— Ну, на тебя у меня никаких планов нет, как и на твою подругу, — обворожительно улыбнулась ей Шедавар, — В моих планах — свой народ спасти, а вот что там в планах Лорелей — я уж не знаю. Поди спроси, да только сама. У тебя вон как раз возможность и повод есть — это ее приказ. Так что лети, лебедушка, и вот ее с собой прихвати, там для вас уже снежок у ворот расчитили, тропинку к обители Лорелей вытоптали…

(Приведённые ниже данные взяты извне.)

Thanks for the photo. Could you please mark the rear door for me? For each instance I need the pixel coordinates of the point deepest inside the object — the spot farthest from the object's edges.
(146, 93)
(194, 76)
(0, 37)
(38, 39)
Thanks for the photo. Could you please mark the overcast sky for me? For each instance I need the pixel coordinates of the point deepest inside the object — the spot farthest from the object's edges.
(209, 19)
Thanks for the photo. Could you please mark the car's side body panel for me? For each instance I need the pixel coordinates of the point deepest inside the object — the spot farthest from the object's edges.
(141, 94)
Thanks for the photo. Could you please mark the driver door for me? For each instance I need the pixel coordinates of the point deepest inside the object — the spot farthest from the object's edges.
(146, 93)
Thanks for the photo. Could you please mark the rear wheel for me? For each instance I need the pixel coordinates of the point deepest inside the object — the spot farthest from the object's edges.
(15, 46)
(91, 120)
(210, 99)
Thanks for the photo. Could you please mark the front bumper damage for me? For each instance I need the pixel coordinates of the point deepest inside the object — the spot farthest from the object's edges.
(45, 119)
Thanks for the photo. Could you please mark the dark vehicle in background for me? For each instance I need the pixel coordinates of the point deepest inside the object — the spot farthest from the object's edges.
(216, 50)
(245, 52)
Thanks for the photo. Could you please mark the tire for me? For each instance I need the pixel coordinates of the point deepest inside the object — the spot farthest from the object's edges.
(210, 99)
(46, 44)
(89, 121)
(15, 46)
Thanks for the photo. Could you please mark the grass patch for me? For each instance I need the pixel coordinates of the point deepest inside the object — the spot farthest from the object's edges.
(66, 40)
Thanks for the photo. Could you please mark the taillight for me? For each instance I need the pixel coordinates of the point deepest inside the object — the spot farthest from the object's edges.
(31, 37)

— Хорошо, — спокойно ответила та, только в глазах ее бесы плясали. Она нагнулась еще сильнее, буравя Шеду взглядом, и тихо-тихо, безо всяких эмоций, выдохнула, — Как пожелаешь, моя королева. Я сделаю как ты хочешь. А потом вернусь да спрошу тебя еще раз.
— О, ну тебя всегда рады видеть в моем королевстве, — эльфийка прижала руку к груди, широко раскрыв глаза и предельно честно глядя на девушку, — Особенно в Доме Знающих.

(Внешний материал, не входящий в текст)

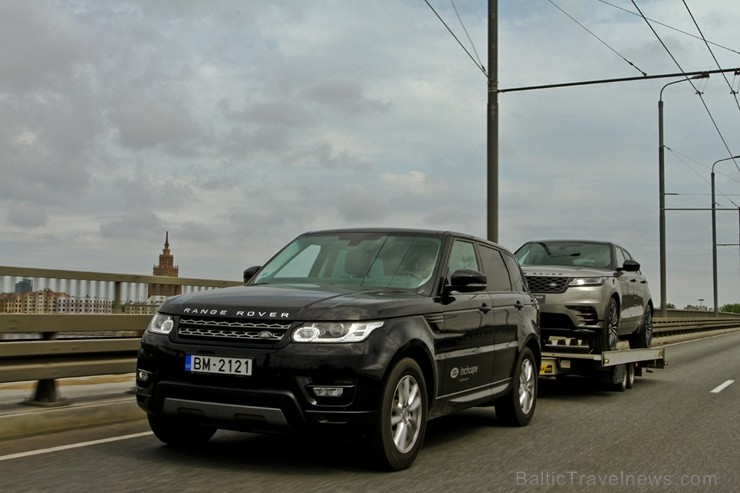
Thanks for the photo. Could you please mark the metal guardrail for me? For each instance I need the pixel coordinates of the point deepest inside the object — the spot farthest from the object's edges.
(46, 346)
(78, 345)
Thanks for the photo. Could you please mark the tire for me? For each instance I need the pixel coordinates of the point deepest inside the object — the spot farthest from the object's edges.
(621, 385)
(401, 423)
(517, 408)
(179, 434)
(644, 336)
(630, 375)
(607, 339)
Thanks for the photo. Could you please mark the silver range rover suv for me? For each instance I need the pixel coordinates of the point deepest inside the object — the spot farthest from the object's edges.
(588, 290)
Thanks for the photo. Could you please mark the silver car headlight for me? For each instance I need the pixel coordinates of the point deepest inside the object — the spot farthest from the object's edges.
(587, 281)
(161, 324)
(334, 331)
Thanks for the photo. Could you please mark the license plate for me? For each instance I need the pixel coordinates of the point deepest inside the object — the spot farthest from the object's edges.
(218, 365)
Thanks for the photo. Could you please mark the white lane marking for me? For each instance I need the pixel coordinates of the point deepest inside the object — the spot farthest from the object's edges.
(722, 387)
(72, 446)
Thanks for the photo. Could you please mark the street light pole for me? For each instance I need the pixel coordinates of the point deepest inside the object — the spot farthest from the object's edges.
(661, 192)
(714, 237)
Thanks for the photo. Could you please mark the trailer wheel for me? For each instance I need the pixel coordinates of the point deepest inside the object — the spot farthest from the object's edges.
(644, 336)
(620, 372)
(517, 408)
(630, 371)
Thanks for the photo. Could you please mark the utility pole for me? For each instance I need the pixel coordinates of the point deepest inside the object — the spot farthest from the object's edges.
(492, 127)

Атеа лишь дернула уголком рта, и губы ее растянулись в кривой усмешке. Она хороша. И впрямь хороша. Шедавар отогнала от себя мысль, так невовремя закравшуюся в голову, а затем повернулась к Даэн и Маре.
Коршун все так же сидела, опираясь на колено, и о чем-то размышляла. Меж ее бровей залегла задумчивая складка, и Шедавар отметила, что женщина эта могла бы стать королевой — или главой своей Гильдии. За ней люди пошли бы хоть на край света, хоть по Звездной Тропе, что летними ночами мерцала в ночном небе над горными хребтами, хоть к самому сердцу земли. Даэн казалась ей надежной, непреклонной, твердой, и только она могла сделать то, что задумала Лорелей. Она и ее ведьма.
Колдунья Гарварнского леса впечатлила ее еще в первый раз, когда только появилась в Лореотте. Что-то в ней было такое, что заставило Шеду всматриваться гораздо внимательнее, чем обычно. Чужеземная Знающая вела за собой жизнь и смерть, что так причудливо сплелись в одну нить — однако сама пыталась разделить их надвое и оставить лишь жизнь для всего мира. Она казалась королеве сияющим кристаллом — оболочкой, проводящей магический свет. Земная женщина, которая несла божественную волю, в одной руке держала знамя войны, а в другой — знамя мира, и Шеда видела это так ясно, словно прямо перед ней на ветру развевались полотна: черное и белое. Эльфийка почему-то верила: Мара сумеет справиться. Даже если останется совсем одна. Впрочем, ее рука почти касалась руки Даэн, и даже в этом Шедавар видела невероятную силу и нежность — пусть и нежность неприкосновения. И если Мара была мечом, то Коршун стала ее щитом, и разрушить его не сможет ни время, ни самые страшные битвы.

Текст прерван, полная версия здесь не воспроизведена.